Trade union hand-delivered letters of protest, to no avail

The Home Office has stonewalled the GMB trade union’s attempts to raise the plight of British Airways IT staff whose jobs are being sent to an Indian outsourcer – and the potential security implications involved.

The GMB has written four letters to the Department’s Secretary Theresa May – seen by us – after BA hired Tata Consultancy Services to run systems, putting hundreds of UK jobs at risk of redundancy.

Mick Rix, national officer at GMB, first raised the point in January that outsourcing systems, some of which “are crucial to national security”, was of concern for the country’s future safety.

He asked if the Home Office recorded instances of a failure in IT systems that led to passenger flights not being cross-referenced with the Home Office’s No Fly list, or if BA has failed to provide the Federation Aviation Administration in the US with cargo manifests for BA planes landing there.

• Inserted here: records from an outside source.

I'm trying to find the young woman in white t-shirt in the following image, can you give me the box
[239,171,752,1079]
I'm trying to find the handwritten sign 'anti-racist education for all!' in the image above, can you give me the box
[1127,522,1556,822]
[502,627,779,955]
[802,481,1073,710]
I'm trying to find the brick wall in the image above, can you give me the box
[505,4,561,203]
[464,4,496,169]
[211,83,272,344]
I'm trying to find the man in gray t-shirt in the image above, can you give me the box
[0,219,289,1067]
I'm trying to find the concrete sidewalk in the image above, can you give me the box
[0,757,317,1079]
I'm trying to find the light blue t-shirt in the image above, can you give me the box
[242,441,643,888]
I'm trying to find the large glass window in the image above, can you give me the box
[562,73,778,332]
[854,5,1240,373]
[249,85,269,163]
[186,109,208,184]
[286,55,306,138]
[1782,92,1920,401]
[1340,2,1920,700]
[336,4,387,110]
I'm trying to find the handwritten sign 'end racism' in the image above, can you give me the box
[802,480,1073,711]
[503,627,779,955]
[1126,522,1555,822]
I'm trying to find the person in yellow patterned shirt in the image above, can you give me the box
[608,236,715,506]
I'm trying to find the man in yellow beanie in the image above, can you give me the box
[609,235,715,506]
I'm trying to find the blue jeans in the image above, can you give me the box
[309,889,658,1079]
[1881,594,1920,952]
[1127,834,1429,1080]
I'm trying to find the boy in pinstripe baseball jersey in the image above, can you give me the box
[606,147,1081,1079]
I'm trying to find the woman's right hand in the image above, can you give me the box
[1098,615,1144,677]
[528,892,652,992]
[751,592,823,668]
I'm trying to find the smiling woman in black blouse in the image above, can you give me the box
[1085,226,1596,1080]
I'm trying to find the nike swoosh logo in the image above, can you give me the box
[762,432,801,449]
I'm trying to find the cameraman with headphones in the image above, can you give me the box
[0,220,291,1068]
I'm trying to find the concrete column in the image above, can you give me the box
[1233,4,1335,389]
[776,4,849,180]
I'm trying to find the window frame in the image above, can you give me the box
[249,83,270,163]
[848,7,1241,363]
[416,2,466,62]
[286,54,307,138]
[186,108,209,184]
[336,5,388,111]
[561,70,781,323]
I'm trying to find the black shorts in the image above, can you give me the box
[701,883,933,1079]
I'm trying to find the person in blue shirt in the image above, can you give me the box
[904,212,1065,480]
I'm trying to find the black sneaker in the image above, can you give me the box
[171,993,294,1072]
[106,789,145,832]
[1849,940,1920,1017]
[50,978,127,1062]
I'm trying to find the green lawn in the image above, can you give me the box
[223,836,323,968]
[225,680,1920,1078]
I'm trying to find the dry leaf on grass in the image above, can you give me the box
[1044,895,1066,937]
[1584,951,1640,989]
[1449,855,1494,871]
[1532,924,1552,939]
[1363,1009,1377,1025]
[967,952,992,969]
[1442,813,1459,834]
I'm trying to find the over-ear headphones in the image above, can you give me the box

The union rep also claimed BA had abused a loophole in the Tier 2 visa system that allowed the airline to use Intra Company Transfers to import TCS’s workers to Britain at the cost of the local workforce.

“In this instance, not only are the jobs not advertised in the UK as a requirement for most Tier 2 visas, the Tier 2 visa will be used by the outsourced company to directly replace a job currently occupied by a UK worker who will have been made redundant.”

The GMB then staged a protest with staff in February over the plans and in March again wrote to May asking for “acknowledgement of receipt, or a reply” to the previous letter. Again, nothing came back.

Fast forward to May, and then June, and another two letters went unanswered. We are told Rix personally delivered the January letter to the Home Office premises recently to ensure it hadn’t been lost in the post.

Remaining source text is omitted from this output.